Dr Rainer Lichtenberger, CEO of Atriva Therapeutics, is one company that could contribute and is working on ways to block viral activity using a pathway that is a target for cancer drugs.

Lichtenberger told pharmaphorum that the company’s approach involved inhibiting the pathway known as MEK, which is used by RNA viruses like coronavirus when they replicate within cells.

He told pharmaphorum: “RNA viruses have learned over millions of years of evolution to traffic on that pathway. They have learned to switch that pathway on in order to replicate their genomic information.”

The pathway allows RNA viruses to produce thousands of copies within a few hours of infecting a cell, which is what makes some of them so dangerous.

Liechtenberger said Atriva is laying the groundwork for an MEK inhibiting drug that could be used against coronavirus, although clinical trials could be at least a year away.

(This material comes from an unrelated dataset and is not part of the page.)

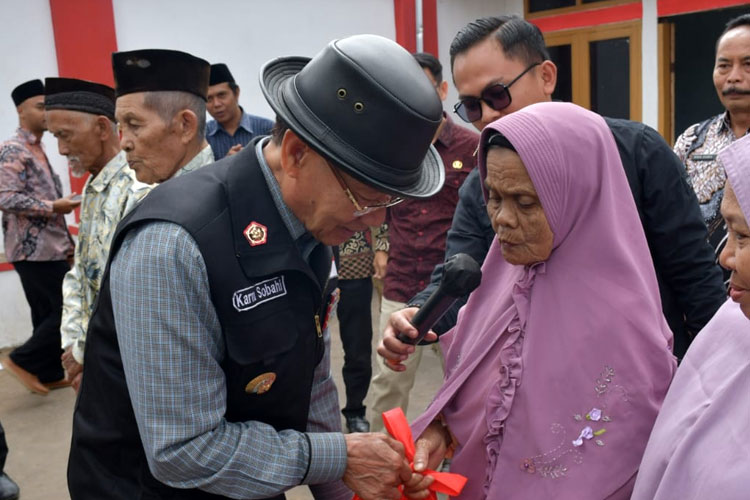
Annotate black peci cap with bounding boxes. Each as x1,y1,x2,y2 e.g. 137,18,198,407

He said coronavirus is “potentially dangerous” but is nowhere near as deadly as previous flu pandemics.

Many of the deaths are likely to have occurred in people who are already seriously ill from other conditions.

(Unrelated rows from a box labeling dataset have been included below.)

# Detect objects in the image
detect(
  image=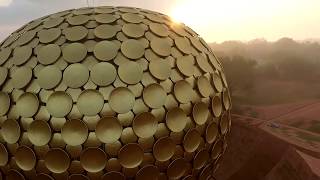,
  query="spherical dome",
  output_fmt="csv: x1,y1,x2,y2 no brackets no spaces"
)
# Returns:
0,7,231,180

“This is by far not comparable to real flu, or smallpox. You need to get very close to someone who is ill and infecting you.

“This is the reason why despite being around for about six weeks we only have around 8,000 cases. If it was flu there would be millions of cases already.

“It (coronavirus) is dangerous because once you get it in a serious expression it is life threatening. But there are also many cases that are so mild that they are not registered.”

As the industry swings into action once again, the question remains whether the world is sufficiently prepared for a more serious outbreak.

Vas Narasimhan, CEO of Novartis addressed this issue in a separate interview with CNBC. According to Narashimhan the solution is to ensure that R&D continues during the quiet periods between major outbreaks.

He said: “When these epidemics happen, or these situations happen there is a lot of interest and there is a lot activity. [When things are not happening] everyone loses interest and the investment flows out.”

Narasimhan noted the work of CEPI, which has been trying to improve the situation by working with all interested parties such as academia and industry.

But he said that governments must also “maintain higher levels of preparedness” in case of major outbreaks. “That continues to be a challenge and we need to take it really seriously.”